We’re dealing with a complex, multifaceted issue involving many people and institutions with their own agendas and are trying to regulate it with a complex, multifaceted institution with many people and institutions with their own agendas. Toss in a large dollop of corruption in both pots, and we have a recipe for disaster. Unfortunately, as with the overarching economy, we need real change, fast, because we’ve kicked the can down the road for too long. But change of this magnitude, implemented incorrectly, may sink us faster. Are we doomed? Maybe. But a good start would be to examine all the pieces, as I’ve done when I began this journey over two years ago, and set realistic goals.

Yes, Dr. Berwick, we will be rationing care. We always have, poorly. Now we have to do it rationally.


November 2, 2009

When I witness waste in the system, almost daily, and then listen to things like Speaker Nancy Pelosi’s speech on the proposed health care reform bill a week ago, it becomes a herculean effort to avoid succumbing to the dual demons of cynicism and resignation. Her words were like those radio commercials for one of the myriad “miracle cures” I hear every Sunday. “Guaranteed to work.” “No side effects.” Please. 

This week I got to provide a little exercise for a prisoner sent for stress testing for chest pain he’s had for years that was textbook-classic for acid reflux (“I don’t think it’s my heart, doc”) but who is at risk for coronary artery disease because he’s HIV-positive. The test, as anticipated, was negative. It seems the heightened scrutiny the penal system docs have been given over the past year is having its desired effect—contributing to the state’s bankruptcy. 

Meanwhile, over in the private sector a patient of mine who had been doing well and relocated to Bakersfield for a year had an evaluation by his new doctor 6 years post his bypass surgery. The physician was “concerned” that there had been no recent stress testing, so he obliged, irradiating him first for a “technically difficult” heart scan that showed a possible problem and then with an angiogram that showed the blood flow to his heart was intact. The patient still felt well. 
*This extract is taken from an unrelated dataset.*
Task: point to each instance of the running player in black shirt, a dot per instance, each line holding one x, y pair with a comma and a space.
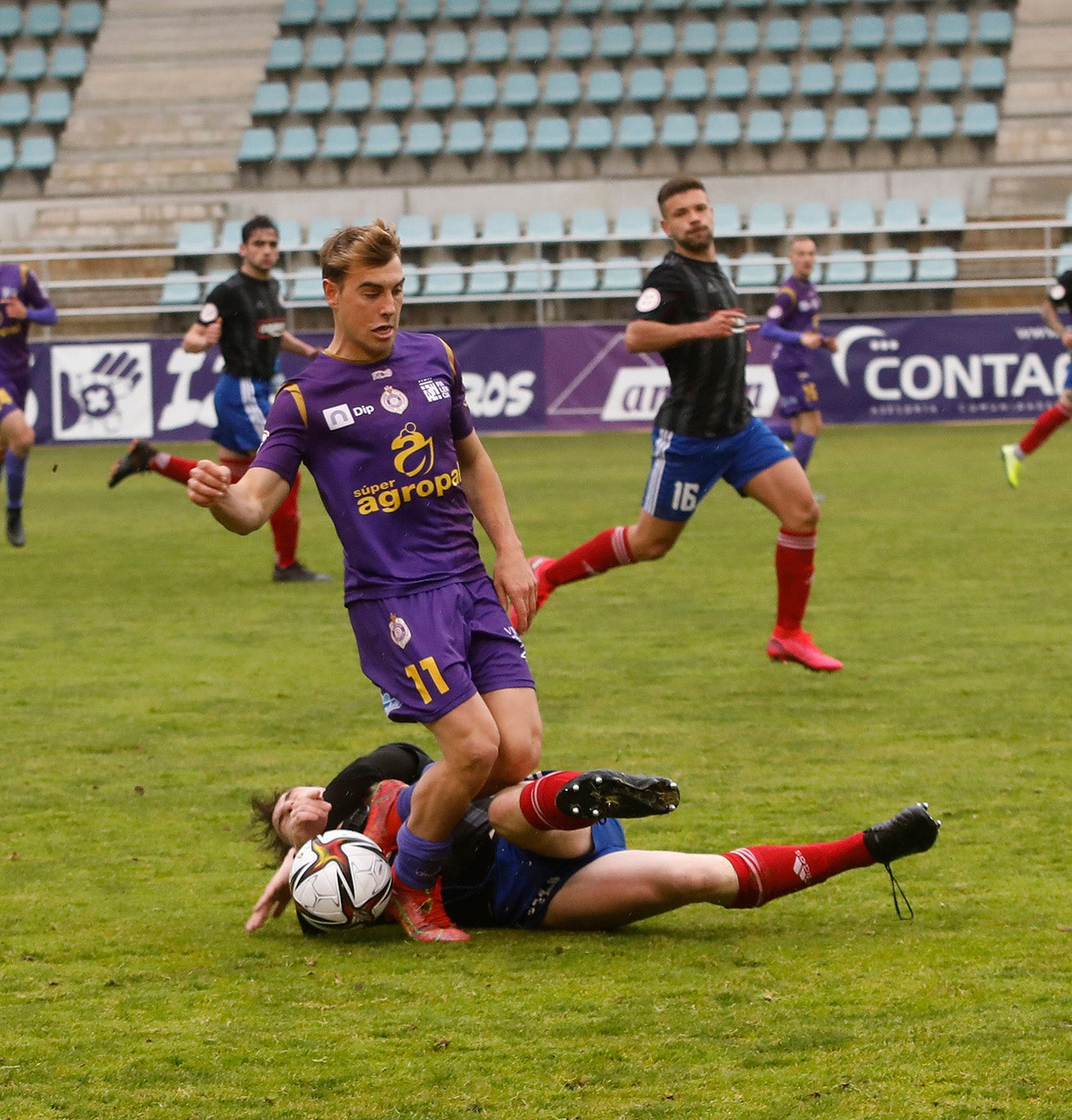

Another patient went to an emergency room in Riverside after forgetting to take his pills with him and developing chest pain related to medication withdrawal. He was appropriately evaluated and observed for threatened heart attack. He also was irradiated with a CT scan of his chest to exclude pulmonary embolism, or clot to the lungs. There’s a blood test called a D-dimer that is used to screen for clotting abnormalities seen in the presence of pulmonary embolism. I often joke it was developed by a radiologist because it has very good negative predictive value, meaning if it’s normal, you can rule out clots with a high degree of certainty. However, if it’s elevated, and minor elevations aren’t uncommon in patients visiting the ER, most of them will be false positives (meaning a lot of normal CT scans). This patient of mine had a normal D-dimer, but it didn’t save him from a chest CT. Ka-ching! 

The government is a blunt instrument when dealing with high costs driven in part by waste and in part by, well, the high cost of treating the elderly and infirm. It slashes reimbursement across the board, wounding the thoughtful, cost-effective provider and the knee-jerk or greedy diagnostician alike. 

We need a more surgical approach. Even if Nancy promises a month of free health care if I call within the next ten minutes.